Presidente da Fiesp recomenda livro escrito por amigo de Lula

da Folha Online

Na coluna de Maria Cristina Frias, publicada na Folha de S.Paulo de hoje (14), o presidente da Fiesp (Federação das Indústrias do Estado de São Paulo), Paulo Skaf, recomendou a leitura de "Do Golpe ao Planalto".

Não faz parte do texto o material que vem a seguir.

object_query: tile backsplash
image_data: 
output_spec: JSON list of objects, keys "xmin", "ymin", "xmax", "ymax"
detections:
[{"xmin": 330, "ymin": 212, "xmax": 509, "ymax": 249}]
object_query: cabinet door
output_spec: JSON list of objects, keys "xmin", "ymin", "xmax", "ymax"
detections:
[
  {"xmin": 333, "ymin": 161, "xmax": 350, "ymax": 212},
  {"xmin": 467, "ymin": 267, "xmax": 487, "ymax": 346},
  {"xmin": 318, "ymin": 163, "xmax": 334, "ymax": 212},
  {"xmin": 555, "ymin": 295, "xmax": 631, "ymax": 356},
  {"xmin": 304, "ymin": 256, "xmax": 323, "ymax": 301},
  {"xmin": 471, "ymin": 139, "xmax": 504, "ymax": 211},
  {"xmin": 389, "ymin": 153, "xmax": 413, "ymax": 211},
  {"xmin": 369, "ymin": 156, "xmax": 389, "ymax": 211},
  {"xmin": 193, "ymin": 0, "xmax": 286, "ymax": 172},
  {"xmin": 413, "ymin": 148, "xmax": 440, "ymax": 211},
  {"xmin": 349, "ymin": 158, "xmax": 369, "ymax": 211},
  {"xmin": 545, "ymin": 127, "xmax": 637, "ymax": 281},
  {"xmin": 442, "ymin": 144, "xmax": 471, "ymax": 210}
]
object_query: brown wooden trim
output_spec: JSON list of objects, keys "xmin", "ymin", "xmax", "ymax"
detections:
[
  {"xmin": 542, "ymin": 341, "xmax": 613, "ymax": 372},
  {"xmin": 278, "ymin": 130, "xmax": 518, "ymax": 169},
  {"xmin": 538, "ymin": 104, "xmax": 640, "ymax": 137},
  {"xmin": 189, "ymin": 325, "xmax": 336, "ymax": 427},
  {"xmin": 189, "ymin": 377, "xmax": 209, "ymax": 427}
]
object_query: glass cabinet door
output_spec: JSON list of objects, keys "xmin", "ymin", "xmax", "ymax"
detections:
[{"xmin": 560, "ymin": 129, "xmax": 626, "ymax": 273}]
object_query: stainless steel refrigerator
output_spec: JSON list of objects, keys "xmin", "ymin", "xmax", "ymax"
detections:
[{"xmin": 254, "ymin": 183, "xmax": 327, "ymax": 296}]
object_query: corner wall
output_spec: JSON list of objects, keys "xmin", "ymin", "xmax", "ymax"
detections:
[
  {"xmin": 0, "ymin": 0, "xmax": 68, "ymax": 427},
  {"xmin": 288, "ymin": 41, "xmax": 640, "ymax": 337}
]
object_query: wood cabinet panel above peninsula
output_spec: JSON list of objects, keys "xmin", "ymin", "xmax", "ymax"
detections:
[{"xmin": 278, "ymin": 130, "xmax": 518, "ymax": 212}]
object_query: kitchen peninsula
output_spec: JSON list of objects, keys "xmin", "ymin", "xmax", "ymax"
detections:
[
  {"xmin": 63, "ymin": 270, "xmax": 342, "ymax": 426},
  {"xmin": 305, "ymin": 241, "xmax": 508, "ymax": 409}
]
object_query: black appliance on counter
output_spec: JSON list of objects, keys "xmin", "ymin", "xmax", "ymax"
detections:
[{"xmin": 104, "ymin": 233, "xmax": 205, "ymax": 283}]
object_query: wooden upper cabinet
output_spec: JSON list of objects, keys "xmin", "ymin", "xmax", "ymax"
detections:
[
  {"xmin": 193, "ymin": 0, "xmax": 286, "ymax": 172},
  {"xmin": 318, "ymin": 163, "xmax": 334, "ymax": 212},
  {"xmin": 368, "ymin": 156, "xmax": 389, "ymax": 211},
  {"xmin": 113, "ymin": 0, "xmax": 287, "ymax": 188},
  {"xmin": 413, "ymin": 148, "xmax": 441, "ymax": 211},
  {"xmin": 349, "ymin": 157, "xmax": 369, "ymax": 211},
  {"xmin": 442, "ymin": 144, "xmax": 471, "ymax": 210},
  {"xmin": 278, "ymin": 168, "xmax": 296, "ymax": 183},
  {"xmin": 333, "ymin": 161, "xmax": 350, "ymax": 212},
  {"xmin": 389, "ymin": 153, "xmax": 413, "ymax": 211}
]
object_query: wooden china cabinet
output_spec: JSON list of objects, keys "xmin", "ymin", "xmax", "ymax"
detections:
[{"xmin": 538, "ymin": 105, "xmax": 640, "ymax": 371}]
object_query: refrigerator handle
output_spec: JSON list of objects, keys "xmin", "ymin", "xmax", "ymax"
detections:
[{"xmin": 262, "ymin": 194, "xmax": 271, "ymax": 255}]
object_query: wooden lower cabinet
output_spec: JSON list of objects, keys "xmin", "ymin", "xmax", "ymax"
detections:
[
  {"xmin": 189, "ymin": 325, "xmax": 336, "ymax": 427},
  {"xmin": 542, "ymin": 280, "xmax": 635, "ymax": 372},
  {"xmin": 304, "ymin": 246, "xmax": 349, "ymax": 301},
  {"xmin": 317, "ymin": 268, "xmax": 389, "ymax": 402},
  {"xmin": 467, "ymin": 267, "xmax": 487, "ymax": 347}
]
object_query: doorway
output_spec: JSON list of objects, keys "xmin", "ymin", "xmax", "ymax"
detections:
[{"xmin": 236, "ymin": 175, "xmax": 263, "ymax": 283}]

Mastrangelo Reino/Folha Imagem
Texto: Paulo Skaf, presidente da Fiesp (Federação das Indústrias do Estado de São Paulo), durante evento, no Mosteiro de São Bento, em São Paulo (SP), em homenagem ao ex-governador Franco Montoro, morto há 10 anos. (São Paulo (SP), 16.07.2009. Foto de Mastrangelo Reino/Folha Imagem)
Paulo Skaf durante cerimônia em homenagem ao ex-governador Franco Montoro

Segundo Skaf, "Este livro ajuda a diferenciar o que é versão do que é fato e, assim, melhor entender nossa história recente"

O autor da obra é o jornalista Ricardo Kotscho, assessor de imprensa em três das quatro campanhas presidenciais de Lula, secretário de Imprensa e Divulgação da Presidência da República (2003 - 2004) e amigo pessoal presidente.

No volume, Kotscho, acostumado a escrever sobre outras pessoas, conta a sua própria história, do desastre aéreo que matou o ex-presidente Castello Branco, em 1967, a sua atuação na campanha das Diretas, em 1984.

O encontro e a amizade com Lula é o ponto alto da narrativa, laços que foram criados durante as greves do ABC. Abaixo, leia um trecho do livro.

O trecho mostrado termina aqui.